I experienced a palpable relief as I learned that the decision was made by the only one who really mattered in the equation. We got to spend some unburdened moments with him before we left the hospital that evening with a promise to return in the morning.

I was preparing to head to the hospital when I got the call that he passed that morning. While I was (and am) so sad that we never had that next visit, I was (and am) glad that he left this world on his terms, not anyone else's. When a person knows the Lord these goodbyes are sad but not without hope.
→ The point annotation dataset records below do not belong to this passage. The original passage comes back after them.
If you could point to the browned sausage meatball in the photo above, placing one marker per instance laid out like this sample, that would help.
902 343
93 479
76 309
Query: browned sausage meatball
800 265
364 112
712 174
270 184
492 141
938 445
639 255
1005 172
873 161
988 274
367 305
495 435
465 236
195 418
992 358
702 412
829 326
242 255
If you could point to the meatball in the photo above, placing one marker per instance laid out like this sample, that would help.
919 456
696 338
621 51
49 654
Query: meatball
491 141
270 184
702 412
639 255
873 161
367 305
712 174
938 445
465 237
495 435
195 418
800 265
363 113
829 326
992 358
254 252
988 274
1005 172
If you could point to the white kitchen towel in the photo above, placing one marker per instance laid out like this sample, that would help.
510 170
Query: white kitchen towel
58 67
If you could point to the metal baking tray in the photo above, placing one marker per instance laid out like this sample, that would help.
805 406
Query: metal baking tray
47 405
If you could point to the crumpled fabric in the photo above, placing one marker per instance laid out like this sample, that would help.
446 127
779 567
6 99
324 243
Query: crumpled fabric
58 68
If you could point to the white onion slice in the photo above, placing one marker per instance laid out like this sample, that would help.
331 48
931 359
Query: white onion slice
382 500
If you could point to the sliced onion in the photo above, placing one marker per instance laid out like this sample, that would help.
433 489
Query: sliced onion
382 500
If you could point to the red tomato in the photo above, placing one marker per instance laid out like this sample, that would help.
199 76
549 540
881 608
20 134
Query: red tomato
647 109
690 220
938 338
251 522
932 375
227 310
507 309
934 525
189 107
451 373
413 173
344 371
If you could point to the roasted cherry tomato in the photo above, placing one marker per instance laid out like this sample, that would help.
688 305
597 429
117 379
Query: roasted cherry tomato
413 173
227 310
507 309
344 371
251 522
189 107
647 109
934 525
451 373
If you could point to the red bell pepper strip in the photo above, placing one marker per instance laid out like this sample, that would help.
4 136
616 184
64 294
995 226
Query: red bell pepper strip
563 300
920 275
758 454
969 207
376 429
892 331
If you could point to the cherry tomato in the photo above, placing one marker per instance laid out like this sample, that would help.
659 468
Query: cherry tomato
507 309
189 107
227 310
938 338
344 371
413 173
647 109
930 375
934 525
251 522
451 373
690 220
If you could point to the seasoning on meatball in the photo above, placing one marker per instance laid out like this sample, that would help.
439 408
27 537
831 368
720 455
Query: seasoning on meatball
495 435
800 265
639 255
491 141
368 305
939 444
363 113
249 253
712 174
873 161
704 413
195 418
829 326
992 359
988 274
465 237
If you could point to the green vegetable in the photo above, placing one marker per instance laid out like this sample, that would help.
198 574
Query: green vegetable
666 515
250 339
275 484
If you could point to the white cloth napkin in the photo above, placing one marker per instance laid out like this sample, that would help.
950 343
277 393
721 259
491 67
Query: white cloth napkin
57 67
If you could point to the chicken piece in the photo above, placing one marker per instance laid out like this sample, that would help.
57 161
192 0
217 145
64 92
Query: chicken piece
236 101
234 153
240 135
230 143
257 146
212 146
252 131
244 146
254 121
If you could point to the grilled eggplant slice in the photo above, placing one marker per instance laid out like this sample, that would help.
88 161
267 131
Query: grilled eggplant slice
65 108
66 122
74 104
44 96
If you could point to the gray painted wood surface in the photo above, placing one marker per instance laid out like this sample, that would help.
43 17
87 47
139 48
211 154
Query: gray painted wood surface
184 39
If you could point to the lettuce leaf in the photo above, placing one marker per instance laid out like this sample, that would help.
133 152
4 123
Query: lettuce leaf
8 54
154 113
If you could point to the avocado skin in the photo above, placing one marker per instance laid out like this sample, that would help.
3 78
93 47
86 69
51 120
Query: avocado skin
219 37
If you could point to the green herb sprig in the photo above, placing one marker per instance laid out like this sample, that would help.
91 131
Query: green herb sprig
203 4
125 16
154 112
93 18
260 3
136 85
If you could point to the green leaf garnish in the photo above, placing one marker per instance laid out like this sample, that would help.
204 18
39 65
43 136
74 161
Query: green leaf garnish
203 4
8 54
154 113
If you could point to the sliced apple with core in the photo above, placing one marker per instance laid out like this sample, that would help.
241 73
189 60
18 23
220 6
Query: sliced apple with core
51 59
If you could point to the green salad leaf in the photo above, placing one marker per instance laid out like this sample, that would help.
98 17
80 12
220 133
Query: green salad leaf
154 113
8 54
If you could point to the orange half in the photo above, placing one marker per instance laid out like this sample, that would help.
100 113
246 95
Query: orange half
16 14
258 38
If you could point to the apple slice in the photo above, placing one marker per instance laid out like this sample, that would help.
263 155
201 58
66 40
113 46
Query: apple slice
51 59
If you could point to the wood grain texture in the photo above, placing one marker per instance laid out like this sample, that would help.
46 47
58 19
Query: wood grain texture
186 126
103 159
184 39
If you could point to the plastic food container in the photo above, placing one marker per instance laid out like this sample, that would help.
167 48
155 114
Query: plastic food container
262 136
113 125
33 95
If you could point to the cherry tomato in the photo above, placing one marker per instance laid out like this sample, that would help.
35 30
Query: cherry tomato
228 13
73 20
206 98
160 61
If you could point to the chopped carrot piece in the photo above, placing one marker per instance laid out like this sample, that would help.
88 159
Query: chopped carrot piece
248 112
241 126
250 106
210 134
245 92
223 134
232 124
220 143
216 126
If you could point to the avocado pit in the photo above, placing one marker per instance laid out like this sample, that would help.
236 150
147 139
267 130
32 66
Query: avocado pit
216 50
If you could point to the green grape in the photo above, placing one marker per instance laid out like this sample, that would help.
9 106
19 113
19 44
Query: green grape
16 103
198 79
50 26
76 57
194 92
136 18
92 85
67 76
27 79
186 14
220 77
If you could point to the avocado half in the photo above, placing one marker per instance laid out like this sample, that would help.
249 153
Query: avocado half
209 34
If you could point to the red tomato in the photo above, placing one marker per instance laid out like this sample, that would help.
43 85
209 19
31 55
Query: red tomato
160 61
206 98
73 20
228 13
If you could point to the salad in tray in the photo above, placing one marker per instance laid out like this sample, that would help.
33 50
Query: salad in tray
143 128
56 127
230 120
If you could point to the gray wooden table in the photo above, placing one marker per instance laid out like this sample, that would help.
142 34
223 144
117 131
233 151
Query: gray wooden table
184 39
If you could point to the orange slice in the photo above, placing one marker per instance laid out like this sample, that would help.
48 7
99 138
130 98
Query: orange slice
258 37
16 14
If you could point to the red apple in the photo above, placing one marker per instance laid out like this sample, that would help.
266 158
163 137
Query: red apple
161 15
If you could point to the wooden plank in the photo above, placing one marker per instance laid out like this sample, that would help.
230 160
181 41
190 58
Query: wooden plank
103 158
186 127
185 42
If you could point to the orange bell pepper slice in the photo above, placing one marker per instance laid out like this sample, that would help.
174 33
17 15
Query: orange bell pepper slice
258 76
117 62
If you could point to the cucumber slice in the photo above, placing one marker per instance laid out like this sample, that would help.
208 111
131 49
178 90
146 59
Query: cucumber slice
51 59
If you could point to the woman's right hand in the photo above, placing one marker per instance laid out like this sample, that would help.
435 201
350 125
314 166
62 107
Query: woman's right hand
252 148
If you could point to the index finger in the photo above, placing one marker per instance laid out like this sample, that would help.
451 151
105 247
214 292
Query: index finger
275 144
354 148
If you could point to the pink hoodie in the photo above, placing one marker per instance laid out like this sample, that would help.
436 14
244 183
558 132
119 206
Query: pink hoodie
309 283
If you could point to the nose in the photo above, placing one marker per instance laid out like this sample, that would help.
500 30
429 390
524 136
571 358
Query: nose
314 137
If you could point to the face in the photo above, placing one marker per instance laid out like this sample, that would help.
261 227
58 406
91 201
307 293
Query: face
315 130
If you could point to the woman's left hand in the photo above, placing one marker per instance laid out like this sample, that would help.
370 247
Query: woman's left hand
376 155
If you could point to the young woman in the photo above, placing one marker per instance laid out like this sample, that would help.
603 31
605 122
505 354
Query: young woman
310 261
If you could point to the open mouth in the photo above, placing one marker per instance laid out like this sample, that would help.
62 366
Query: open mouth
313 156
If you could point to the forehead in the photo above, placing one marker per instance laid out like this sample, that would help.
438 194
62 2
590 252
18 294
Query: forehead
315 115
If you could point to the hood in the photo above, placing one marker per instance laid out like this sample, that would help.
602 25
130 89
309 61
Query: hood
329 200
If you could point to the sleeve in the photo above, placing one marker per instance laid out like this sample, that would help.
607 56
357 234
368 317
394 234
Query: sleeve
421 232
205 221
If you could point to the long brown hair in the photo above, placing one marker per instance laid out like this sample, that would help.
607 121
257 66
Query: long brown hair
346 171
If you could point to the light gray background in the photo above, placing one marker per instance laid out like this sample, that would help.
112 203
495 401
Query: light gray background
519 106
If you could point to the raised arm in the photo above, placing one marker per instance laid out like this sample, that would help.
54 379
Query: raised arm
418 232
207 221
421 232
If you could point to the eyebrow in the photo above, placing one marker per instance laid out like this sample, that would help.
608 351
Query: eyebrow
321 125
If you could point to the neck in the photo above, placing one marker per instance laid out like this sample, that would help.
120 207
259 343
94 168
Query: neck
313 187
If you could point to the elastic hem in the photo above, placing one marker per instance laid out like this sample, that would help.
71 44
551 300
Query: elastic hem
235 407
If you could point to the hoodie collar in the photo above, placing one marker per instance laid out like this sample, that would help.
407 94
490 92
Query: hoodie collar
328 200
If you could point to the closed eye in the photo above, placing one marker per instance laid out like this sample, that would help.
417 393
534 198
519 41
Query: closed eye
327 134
Unfortunately, that wasn't the case with my uncle; I think that's why the events of the day were so weighty.

I learned some things from that terrible, horrible, no good, very bad day that have changed me forever. I learned that the will to live is far stronger than we recognize. I learned that decisions we make when we are healthy may not be how we feel when we are not healthy. And maybe most significantly, I learned that "quality of life" means something entirely different when it's your own life that's in question.

Thinking of you, Uncle Al. You are missed.

1 comment:

elaine @ peace for the journey said...

I will revisit tomorrow, but wanted to respond before heading off to bed. What a mixed bag of everything this must be for you! It's good and right and healthy to reflect when death visits our lives. Just tonight, I was thinking about my friend Marilyn who died in February from breast cancer. Unlike your uncle, she was ready to go. I was with her the day she died.

How thankful I am for the eternal perspective that links my now and my next. Without it, I am sure I would walk as hopeless and with little regard for tomorrow.

Thinking of you tonight. And yes, I do hope our paths will weave somewhere down the road.